Mariana Mortágua e Rui Tavares
Os dois, com intensidades diferentes, é certo, têm defendido recorrentemente plataformas de convergência à esquerda para derrotar Luís Montenegro — ainda a nova legislatura dava os primeiros passos e já Mariana Mortágua iniciava um périplo para tentar convencer os partidos à esquerda a juntar forças. O PCP lá aceitou o encontro e diria sobre este, com um contagiante e indisfarçável entusiasmo, que… foi uma “reunião normal”. Daí para cá, Pedro Nuno já deu a mão a Montenegro, Mortágua e Rui Tavares lá se foram afastando do PS, ainda que mantenham o flirt em Lisboa para tentar derrotar Carlos Moedas, e o PCP está onde sempre esteve: contra “falsas saídas” à esquerda, contra “soluções inconsequentes”, contra a ideia de “inventar frentes e elaborar proclamações”, como resumiu Raimundo no seu discurso de abertura. Como demonstrou várias vezes ao longo da sua História, em particular em 2015, o PCP é um partido pragmático e, se um dia tiver de se aliar ao PS para impedir a direita de governar, assim o fará. Mas a estratégia que saiu deste Congresso é clarinha: provar que à esquerda só há uma força que conta e todos os outros partidos são meras bengalas do PS.
O líder morno
Paulo Raimundo
No discurso de abertura do congresso, Paulo Raimundo falou longamente sobre os “tempos difíceis” que o partido atravessa. No discurso de encerramento, tentou transmitir confiança.
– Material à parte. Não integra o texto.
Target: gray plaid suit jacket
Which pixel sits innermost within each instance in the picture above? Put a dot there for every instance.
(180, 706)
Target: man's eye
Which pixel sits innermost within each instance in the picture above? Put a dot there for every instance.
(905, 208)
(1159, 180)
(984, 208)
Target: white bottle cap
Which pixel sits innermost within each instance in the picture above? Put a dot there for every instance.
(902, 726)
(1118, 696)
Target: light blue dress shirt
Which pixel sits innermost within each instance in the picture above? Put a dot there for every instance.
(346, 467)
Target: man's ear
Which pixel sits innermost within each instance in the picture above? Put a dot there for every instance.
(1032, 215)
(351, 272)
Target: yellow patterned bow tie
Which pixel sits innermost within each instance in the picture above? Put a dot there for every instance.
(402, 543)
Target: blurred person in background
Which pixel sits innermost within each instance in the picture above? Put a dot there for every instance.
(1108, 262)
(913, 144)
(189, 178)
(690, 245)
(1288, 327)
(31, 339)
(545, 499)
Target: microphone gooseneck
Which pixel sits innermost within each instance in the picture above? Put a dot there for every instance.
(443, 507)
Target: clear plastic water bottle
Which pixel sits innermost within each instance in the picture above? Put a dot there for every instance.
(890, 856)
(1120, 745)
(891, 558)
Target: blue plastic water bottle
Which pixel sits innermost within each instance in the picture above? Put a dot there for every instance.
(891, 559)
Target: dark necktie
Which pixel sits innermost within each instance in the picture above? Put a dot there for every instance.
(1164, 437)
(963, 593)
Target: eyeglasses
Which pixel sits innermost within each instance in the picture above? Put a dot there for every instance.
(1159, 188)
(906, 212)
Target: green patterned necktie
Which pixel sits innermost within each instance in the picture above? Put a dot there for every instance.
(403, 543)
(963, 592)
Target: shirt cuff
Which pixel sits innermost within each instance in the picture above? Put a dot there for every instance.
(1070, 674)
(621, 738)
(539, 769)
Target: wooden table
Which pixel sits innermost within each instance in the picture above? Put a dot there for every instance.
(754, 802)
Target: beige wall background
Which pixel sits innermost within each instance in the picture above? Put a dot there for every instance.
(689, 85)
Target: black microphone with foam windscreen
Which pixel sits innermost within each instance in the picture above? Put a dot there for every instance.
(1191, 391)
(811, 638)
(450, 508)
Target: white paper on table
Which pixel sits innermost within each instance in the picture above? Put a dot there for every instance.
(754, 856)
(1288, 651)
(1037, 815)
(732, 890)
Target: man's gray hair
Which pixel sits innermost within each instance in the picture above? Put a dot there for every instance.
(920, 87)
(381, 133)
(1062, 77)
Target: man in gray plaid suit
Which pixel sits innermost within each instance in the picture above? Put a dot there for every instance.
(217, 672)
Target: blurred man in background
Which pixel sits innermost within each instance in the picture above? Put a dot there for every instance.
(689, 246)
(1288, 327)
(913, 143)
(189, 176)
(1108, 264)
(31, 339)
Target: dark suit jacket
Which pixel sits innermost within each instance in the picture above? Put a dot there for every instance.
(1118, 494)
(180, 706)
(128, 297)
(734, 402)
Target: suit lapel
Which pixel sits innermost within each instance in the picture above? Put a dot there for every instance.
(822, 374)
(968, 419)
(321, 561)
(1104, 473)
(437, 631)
Mas, em certo sentido, neste segundo momento fez o papel do “otimista irritante”. Porque, aparentemente, acredita que a solução para os problemas do PCP são dois e surgirão muito em breve, como uma aparição: a 14 de janeiro, os comunistas vão “realizar 100 ações” para conseguir reunir 100 mil assinaturas com o objetivo de “aumentar salários e pensões”; e quatro dias depois vão realizar a milésima manifestação “pela paz”. É difícil imaginar que mesmo o mais fervoroso militante (por exemplo: Albano Nunes) se mobilize com tão pouco.